Ronnie loved to do outdoor work on the ranch. He was always looking around him and seeing new things he could do. He built all the fences, as he would again on the ranch we had later near Santa Barbara. There, when we’d go riding, he’d look around and comment on the trees, saying how he could make them look even better with some trimming. Then, of course, he would go up and trim the trees—and they
would
look better. We painted the interior of the Santa Barbara house and laid the tiles. He did the roofing. He just liked working with his hands—he always did.

After two years had gone by, marriage began to seem inevitable to both of us—and, I suspect, to Michael and Maureen as well. Gradually, I’d come to spend more and more time with them, and my relationship with them had become very easy and natural, which made me very happy. I’d go with Ronnie to visit them at Chadwick, their boarding school. I’d also be with Ronnie on Saturdays when he picked them up to go out to the ranch. In the car, we’d have lots of fun singing and playing games. Ronnie taught us all “La Marseillaise,” and Mermie and I sang a duet to “You’re Just in Love” until, I think, we drove Mike and Ronnie crazy. Ronnie had a game where he’d pretend he was a little dog and could listen in on conversations from the telephone wires, and he’d make up all these stories of conversations he’d supposedly heard. Ronnie had a station wagon, and we played another game where whoever saw another station wagon first had to yell it out. I don’t know why we didn’t have an accident—we were so busy looking for these station wagons. Then, on the drive home from the ranch, we’d always stop and get a bottle of apple cider at a place Ronnie had discovered, and ice cream cones—not to be consumed at the same time, of course!

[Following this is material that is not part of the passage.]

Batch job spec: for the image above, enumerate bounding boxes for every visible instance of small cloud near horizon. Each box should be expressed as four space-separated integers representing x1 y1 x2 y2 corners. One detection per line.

It’s difficult to get ready to marry a man who has children—difficult for both sides, because the children have their own feelings. But I think we all handled it well. I remember when Maureen named the first foal born at Yearling Row Nancy D. It thrilled me. I felt that it was a very warm welcome into the family.

By the end of 1951, wherever we went, reporters popped the question “When are you going to get married?” I was beginning to wonder, too, and I was beginning to get impatient. I knew that I wanted to spend my life with Ronnie, and time was marching on. I had long conversations about it with my mother, who listened and advised me. We were always very close, and I couldn’t really talk about these things too much with my friends.

But still, there was no proposal. So, in January 1952, I decided to give things a push.

“I think maybe I’ll call my agent and see about getting a play in New York,” I told Ronnie. As I recall, he didn’t say anything, but he looked surprised. Not long afterward, while we were having dinner in our usual booth at Chasen’s, he said, “I think we ought to get married.”

I was ecstatic. I could have jumped out of my seat and yelled, Whoopee! But I could hardly do it at Chasen’s.

So I answered calmly, “I think so, too.”

Getting our marriage license.

At a Guild board meeting, Ronnie whispered to Bill Holden, “How would you like to be my best man at Nancy’s and my wedding?”

Bill shouted, “It’s about time!”

We announced our engagement in February. Before, Ronnie had called my father to ask for his blessing. Ronnie got three picture offers immediately after our engagement was announced, and we had a terrible time fixing a wedding day. Every time we thought we’d found a date, his work would get in the way. Finally, the date was set: March 4, 1952.

The press had been after us for so long, so many questions had been asked about when we were going to get married and where we were going to get married, that now neither of us really wanted a big to-do. We particularly didn’t want reporters following us around on our wedding day. So we decided on a simple ceremony at the Little Brown Church in the Valley, with only our best friends, Ardis and Bill Holden, attending. The Little Brown Church was small and out of the way and seemed like a good place to be married quietly. Ronnie had found it; he belonged to the Hollywood Christian Church, but that was huge and would have attracted a lot of attention.